Bevington addressed the House of Commons during adjournment proceedings Wednesday evening with demands for new laws following the recent sale of offshore exploration leases in the Beaufort Sea to a British company with $220 in the bank.
Franklin Petroleum Ltd. was issued leases for nearly one million hectares in the Arctic for $7.5 million of promised work on Sept. 12.
Bevington said Canada must create new policies to ensure that only companies with the “assets, experience and safety record” are given leases to parcels in the Beaufort.
“What we see now is a company that cannot financially handle this kind of investment in the Arctic and will undoubtedly pick other partners for it,” he said. “If the company or the other partners are successful in finding a significant discovery in that area, the companies then have the right to that resource. That resource remains with them.”
The Canadian Petroleum Resources Act does not currently allow the minister of Aboriginal Affairs and Northern Development (AANDC) to decide on lease transfers. Bevington said federal legislation must be modified to require ministerial approval on the transfer of leases post-auction, similar to what is done internationally in countries like Norway.
“It flies in the face of logic,” he told The Journal. “If you give the minister full authority to say ‘no’ to a lease, which is the case now, why would you not have him have full authority to say ‘no’ to a transfer?”
Franklin’s owner Paul Barrett recently indicated Russia and Korea are in interested in partnering on the new leases, which Bevington said Canadians ought to be concerned about, considering the nationwide objections to China’s proposed takeover of Nexxen’s oilsands leases in Alberta.
“I’m sure that Canadians are very concerned with the idea that two people in Britain can transfer over a lease for 9,000 square kilometres of Beaufort Sea to some other country,” he said. “I’m not saying one country shouldn’t have that, or another, but it’s clear that Canadians are concerned about this…Most Canadians have a real concern about turning over natural resources to the control of a state-owned company.”
Greg Rickford, parliamentary secretary for AANDC, defended the current legislation, stating that the bidding process, which is based on the single criterion that the highest bidder wins, is “open and transparent.”
“The process has four phases, which include community engagement, call for nominations, call for bids and the issuance of exploration licences. It is a public process through and through,” he said.
The bidding system stipulates a minimum bid be set at $1 million, and that a financial deposit of 25 per cent of that bid be made before a licence is awarded.
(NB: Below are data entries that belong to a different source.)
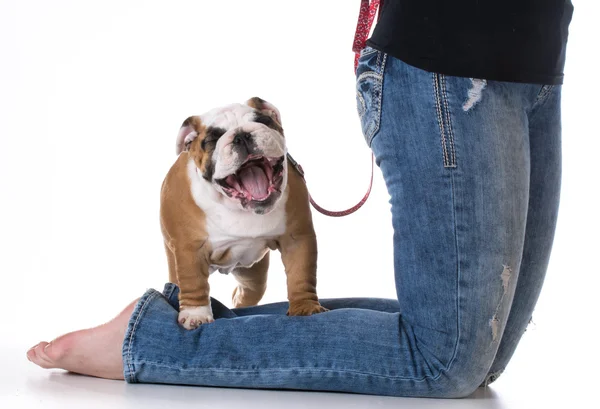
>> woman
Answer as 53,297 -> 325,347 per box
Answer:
27,0 -> 573,398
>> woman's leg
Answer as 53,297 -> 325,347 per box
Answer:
478,86 -> 561,384
28,50 -> 548,397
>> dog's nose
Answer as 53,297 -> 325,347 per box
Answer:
233,132 -> 252,150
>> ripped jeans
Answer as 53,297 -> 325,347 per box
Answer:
123,48 -> 561,398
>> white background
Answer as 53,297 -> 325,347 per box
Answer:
0,0 -> 600,409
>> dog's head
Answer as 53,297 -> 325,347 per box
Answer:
177,97 -> 287,214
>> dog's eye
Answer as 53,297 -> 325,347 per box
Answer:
200,128 -> 225,151
254,115 -> 273,126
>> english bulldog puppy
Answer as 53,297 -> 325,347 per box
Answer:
160,97 -> 326,329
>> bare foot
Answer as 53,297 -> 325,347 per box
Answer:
27,300 -> 138,379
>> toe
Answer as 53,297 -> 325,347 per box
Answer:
27,342 -> 55,369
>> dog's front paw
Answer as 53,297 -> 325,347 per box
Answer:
177,304 -> 215,329
287,300 -> 329,315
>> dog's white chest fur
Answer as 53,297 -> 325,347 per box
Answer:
188,160 -> 287,273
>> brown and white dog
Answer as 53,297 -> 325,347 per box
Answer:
160,97 -> 326,329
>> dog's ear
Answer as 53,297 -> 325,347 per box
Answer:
175,116 -> 202,155
246,97 -> 281,126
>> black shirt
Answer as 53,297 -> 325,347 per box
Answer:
367,0 -> 576,85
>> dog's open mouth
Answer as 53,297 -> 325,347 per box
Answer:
216,156 -> 284,206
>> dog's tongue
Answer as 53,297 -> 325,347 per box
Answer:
239,166 -> 269,199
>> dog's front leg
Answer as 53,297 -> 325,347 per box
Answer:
279,233 -> 327,315
173,244 -> 214,329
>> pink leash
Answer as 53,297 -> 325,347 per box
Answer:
287,0 -> 383,217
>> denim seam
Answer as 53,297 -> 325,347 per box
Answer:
356,91 -> 367,117
432,73 -> 456,168
431,73 -> 448,167
130,360 -> 441,382
442,75 -> 456,168
126,291 -> 158,383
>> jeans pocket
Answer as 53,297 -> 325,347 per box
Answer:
356,47 -> 387,146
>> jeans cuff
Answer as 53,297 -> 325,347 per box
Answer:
122,288 -> 162,383
163,283 -> 179,311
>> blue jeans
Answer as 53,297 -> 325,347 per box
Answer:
123,48 -> 561,398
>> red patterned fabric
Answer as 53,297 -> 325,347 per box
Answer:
352,0 -> 383,71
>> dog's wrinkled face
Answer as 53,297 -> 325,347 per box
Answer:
177,97 -> 287,214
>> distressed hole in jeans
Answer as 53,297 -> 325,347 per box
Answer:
490,264 -> 512,342
463,78 -> 487,112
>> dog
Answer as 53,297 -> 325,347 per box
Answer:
160,97 -> 327,329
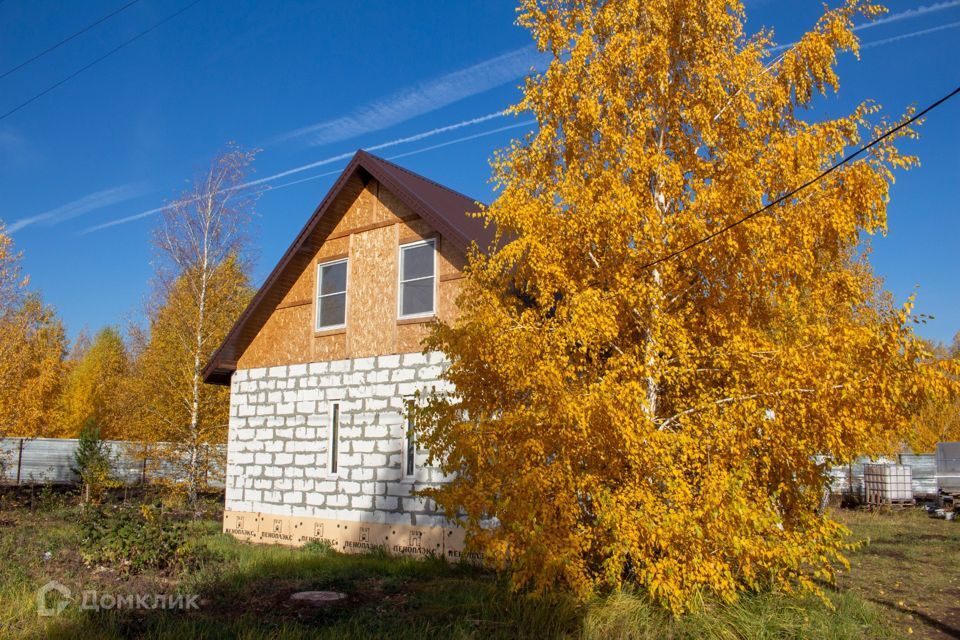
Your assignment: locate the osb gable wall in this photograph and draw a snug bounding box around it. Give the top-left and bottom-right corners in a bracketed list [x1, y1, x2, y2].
[237, 180, 465, 369]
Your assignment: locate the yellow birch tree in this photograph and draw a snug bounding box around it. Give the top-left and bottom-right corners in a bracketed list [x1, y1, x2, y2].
[418, 0, 960, 613]
[57, 327, 130, 440]
[0, 227, 66, 437]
A letter of credit is all that is needed to make the deposit.
Environmental assessments needed before exploration
Bevington has also argued that environmental assessment must begin before leases are handed out, based on a federal cabinet directive requiring departments to conduct strategic environmental assessments (SEAs) before adopting new policies, plans or programs which may have significant environmental effects.
SEAs are currently conducted for new bidding rounds by boards in Nova Scotia and Newfoundland for offshore development on the east coast.
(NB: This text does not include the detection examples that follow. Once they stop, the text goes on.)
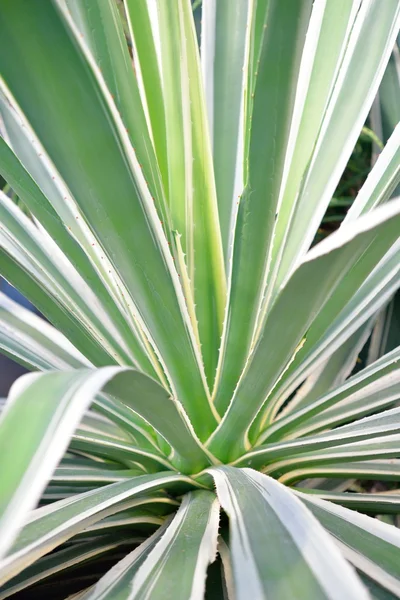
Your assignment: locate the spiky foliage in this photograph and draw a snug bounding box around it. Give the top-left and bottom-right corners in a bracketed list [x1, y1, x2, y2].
[0, 0, 400, 600]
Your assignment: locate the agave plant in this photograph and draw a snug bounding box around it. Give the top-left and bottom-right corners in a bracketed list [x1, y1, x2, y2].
[0, 0, 400, 600]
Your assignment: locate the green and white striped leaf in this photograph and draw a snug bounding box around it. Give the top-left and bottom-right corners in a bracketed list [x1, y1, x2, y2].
[259, 319, 374, 426]
[0, 0, 215, 437]
[0, 372, 108, 556]
[67, 0, 167, 221]
[87, 491, 219, 600]
[305, 488, 400, 515]
[214, 0, 312, 414]
[0, 536, 129, 600]
[0, 138, 154, 374]
[260, 348, 400, 440]
[343, 123, 400, 223]
[238, 408, 400, 468]
[301, 494, 400, 598]
[279, 458, 400, 485]
[149, 0, 226, 386]
[0, 293, 90, 370]
[0, 473, 193, 585]
[262, 241, 400, 422]
[200, 0, 253, 264]
[209, 202, 400, 458]
[211, 467, 368, 600]
[268, 0, 400, 298]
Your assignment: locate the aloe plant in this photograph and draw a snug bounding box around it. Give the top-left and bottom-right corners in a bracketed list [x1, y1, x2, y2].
[0, 0, 400, 600]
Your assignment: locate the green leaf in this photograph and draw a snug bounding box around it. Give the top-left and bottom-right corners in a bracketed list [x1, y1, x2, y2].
[211, 467, 368, 600]
[268, 0, 400, 290]
[279, 458, 400, 485]
[0, 372, 104, 556]
[0, 293, 90, 370]
[270, 319, 373, 424]
[258, 0, 360, 314]
[209, 202, 400, 459]
[0, 0, 215, 437]
[237, 408, 400, 468]
[304, 489, 400, 515]
[67, 0, 167, 227]
[344, 123, 400, 223]
[200, 0, 252, 256]
[214, 0, 312, 414]
[301, 494, 400, 597]
[0, 473, 192, 585]
[124, 0, 170, 195]
[87, 491, 219, 600]
[0, 536, 129, 600]
[261, 347, 400, 440]
[154, 0, 226, 386]
[0, 138, 154, 374]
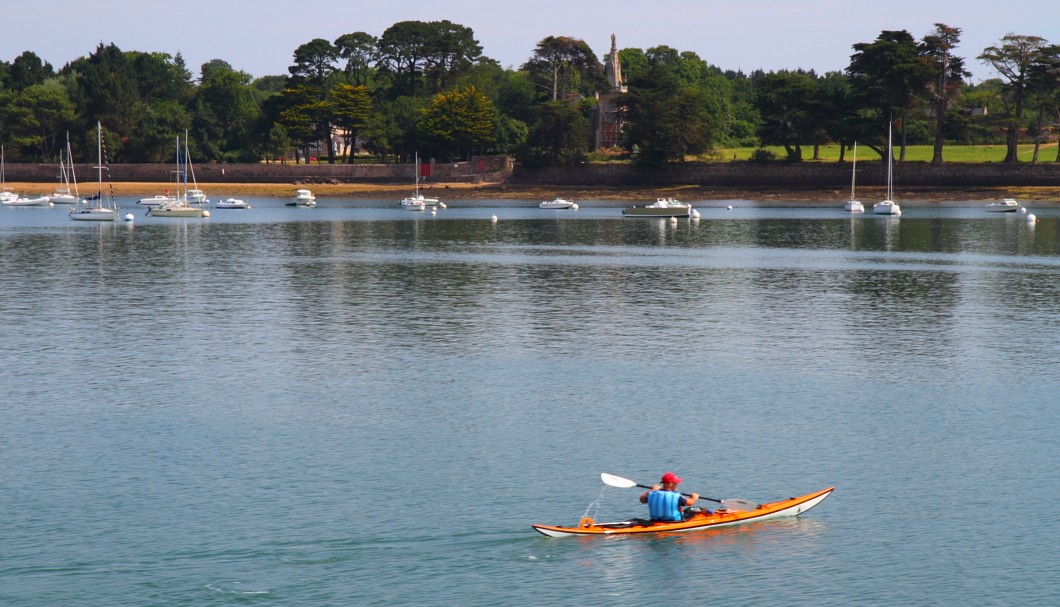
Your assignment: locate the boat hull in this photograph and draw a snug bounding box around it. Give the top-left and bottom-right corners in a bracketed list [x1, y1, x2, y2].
[70, 209, 118, 221]
[622, 204, 692, 217]
[872, 200, 902, 215]
[530, 487, 835, 537]
[147, 206, 208, 217]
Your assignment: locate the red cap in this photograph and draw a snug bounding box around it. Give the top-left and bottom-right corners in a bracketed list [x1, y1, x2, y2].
[663, 472, 682, 484]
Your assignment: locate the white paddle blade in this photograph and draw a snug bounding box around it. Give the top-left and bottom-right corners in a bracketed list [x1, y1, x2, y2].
[600, 472, 637, 489]
[722, 499, 758, 512]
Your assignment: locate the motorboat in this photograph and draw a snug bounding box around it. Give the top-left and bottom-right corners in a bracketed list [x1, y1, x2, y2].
[0, 196, 54, 207]
[872, 122, 902, 215]
[287, 190, 317, 207]
[401, 151, 441, 211]
[537, 197, 578, 210]
[136, 194, 177, 207]
[147, 199, 210, 217]
[70, 122, 118, 221]
[214, 198, 250, 209]
[622, 198, 692, 217]
[986, 198, 1020, 213]
[147, 131, 210, 217]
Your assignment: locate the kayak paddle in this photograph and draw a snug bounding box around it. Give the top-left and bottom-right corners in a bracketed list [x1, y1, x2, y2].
[600, 472, 758, 511]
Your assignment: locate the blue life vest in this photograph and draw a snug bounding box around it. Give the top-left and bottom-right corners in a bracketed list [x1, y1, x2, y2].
[648, 489, 688, 520]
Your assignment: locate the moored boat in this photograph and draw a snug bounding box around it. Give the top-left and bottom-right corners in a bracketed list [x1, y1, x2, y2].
[537, 197, 578, 210]
[986, 198, 1020, 213]
[214, 198, 250, 209]
[622, 198, 692, 217]
[530, 487, 835, 537]
[287, 190, 317, 207]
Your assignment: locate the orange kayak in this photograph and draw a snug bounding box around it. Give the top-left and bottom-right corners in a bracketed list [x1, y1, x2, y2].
[531, 487, 835, 537]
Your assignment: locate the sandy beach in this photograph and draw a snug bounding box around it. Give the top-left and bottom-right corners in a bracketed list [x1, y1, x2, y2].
[6, 182, 1060, 206]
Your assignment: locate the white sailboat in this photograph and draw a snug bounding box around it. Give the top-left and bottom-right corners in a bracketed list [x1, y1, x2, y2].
[0, 145, 18, 204]
[872, 121, 902, 215]
[843, 141, 865, 213]
[147, 131, 210, 217]
[70, 122, 118, 221]
[401, 151, 439, 211]
[51, 131, 81, 204]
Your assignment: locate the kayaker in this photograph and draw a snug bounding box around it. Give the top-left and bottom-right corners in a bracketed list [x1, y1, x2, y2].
[640, 472, 700, 521]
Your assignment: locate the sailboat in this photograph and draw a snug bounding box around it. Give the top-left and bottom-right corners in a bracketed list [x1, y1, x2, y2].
[70, 122, 118, 221]
[0, 145, 18, 204]
[401, 151, 439, 211]
[872, 121, 902, 215]
[147, 131, 210, 217]
[843, 141, 865, 213]
[51, 131, 81, 204]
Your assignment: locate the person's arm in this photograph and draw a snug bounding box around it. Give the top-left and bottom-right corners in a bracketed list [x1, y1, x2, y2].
[640, 485, 663, 504]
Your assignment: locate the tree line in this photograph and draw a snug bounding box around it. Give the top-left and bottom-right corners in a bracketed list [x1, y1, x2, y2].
[0, 20, 1060, 166]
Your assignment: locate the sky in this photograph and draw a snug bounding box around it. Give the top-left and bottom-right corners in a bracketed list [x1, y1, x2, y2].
[0, 0, 1060, 83]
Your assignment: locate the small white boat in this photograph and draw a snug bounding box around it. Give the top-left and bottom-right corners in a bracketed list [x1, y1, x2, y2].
[987, 198, 1020, 213]
[51, 131, 81, 204]
[287, 190, 317, 207]
[622, 198, 692, 217]
[136, 194, 177, 207]
[214, 198, 250, 209]
[401, 153, 441, 211]
[872, 122, 902, 215]
[843, 141, 865, 213]
[537, 197, 578, 209]
[147, 200, 210, 217]
[70, 121, 118, 221]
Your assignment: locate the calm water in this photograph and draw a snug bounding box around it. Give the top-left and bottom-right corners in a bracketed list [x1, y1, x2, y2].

But Rickford said another layer of assessment is unnecessary, since exploratory activities require authorization from the National Energy Board.
“Let me be clear. Lands are not sold in the process. Rights issuance does not provide permission to conduct exploratory activities,” he said.
“Only after a rigorous review process and environmental assessments does the National Energy Board authorize exploration. By law, the company needs to demonstrate that it has the financial capacity to afford potential liabilities in the event of a major incident.”